Last Friday, 21 August, the World Health Organisation changed its advice for 12 year old children (and older), with regard to the use of face masks in certain settings:
“Advice on mask use in children and adolescents 12 years or older should follow the WHO guidance for mask use in adults and/or the national mask guidelines for adults. Even where national guidelines apply, additional specific considerations (see below) and adaptions for special settings such as schools, during sport, or for children with disabilities or with underlying diseases will need to be specified.”
The World Health Organisation guidance on using masks can be found here. Although not applicable to schools at this stage, the Government has also published guidance on how to wear face coverings and this can be found here.
Whilst other regions of the UK are moving towards mask wearing at social times such as during lesson change, the Department for Education as the decision making body for England is unmoving on its guidance that masks need not be worn in schools. Given its recent record on last-minute changes, we want to ensure that our school community has time to respond to any change in requirements for school attendance regarding mask wearing.
At the start of term from 2 September onwards, we will be asking all students to wear face coverings at lesson change time. The rationale is that we have been asked to create safe year group bubbles. This is the case during lessons and lunch times. The Local Authority have taken considerable pains to ensure that age groups are segregated from each other on school transport.

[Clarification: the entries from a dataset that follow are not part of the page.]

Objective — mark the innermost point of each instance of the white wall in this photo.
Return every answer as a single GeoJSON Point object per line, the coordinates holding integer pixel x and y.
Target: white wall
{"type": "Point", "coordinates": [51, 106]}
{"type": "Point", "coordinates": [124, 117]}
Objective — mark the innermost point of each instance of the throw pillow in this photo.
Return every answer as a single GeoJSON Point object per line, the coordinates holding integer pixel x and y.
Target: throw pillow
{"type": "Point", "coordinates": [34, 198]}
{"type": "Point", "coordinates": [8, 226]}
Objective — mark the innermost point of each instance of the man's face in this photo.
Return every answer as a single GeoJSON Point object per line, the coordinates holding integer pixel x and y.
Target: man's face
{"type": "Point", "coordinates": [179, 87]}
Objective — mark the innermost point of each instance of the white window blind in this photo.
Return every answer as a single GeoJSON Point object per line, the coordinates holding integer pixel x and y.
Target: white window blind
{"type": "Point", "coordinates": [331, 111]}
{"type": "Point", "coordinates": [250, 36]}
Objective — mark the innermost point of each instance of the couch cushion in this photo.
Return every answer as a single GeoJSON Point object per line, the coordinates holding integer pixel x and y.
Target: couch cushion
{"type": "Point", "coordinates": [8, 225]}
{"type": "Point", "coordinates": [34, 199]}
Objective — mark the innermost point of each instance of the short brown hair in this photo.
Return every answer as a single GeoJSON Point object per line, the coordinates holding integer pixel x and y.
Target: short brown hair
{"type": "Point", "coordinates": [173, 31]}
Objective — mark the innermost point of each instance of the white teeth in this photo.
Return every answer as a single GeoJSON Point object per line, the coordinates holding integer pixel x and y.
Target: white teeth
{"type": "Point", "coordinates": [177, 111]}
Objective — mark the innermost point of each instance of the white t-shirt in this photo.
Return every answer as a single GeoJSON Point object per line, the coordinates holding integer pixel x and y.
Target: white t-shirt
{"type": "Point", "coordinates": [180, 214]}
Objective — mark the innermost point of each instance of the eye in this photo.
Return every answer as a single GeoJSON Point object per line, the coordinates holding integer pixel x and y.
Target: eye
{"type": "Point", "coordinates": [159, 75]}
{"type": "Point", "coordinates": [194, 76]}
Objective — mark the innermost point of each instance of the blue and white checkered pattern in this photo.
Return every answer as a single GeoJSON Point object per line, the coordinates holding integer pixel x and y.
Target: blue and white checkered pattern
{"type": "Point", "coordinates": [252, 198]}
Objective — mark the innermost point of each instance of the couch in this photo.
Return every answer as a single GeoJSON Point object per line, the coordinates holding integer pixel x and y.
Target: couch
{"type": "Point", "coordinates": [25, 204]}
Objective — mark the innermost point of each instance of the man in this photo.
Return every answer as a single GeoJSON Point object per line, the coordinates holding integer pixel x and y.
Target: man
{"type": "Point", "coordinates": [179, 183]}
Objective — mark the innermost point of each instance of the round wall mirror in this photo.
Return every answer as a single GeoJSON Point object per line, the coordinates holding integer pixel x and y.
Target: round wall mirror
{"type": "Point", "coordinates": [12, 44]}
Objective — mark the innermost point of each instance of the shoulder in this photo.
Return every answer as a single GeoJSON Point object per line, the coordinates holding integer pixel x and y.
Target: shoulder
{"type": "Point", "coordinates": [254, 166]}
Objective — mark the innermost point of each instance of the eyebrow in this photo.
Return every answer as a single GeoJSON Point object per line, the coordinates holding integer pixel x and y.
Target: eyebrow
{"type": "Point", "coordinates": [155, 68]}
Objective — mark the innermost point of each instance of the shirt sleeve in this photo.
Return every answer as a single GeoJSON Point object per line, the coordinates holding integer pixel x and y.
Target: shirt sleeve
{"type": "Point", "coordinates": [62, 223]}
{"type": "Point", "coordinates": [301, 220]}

The only time where there is risk of cross infection between bubbles (year groups) is at lesson change.
We are therefore asking all students to bring in a face mask and plastic bag to keep it in, and to wear it when moving around the school from one lesson to another. If any families are struggling to access masks, we will do our very best to help out. Any student with a medical condition or special educational need which exempts them from mask wearing will obviously be exempt from this requirement.
We will also be encouraging teachers to use face coverings, probably visors, during their lessons. We understand that face masks would be impossible for students with hearing impairments who rely on lip reading. This is why we are encouraging the use of visors instead.
We will add this amendment to our Risk Assessment which will be re-published on our website before the start of term.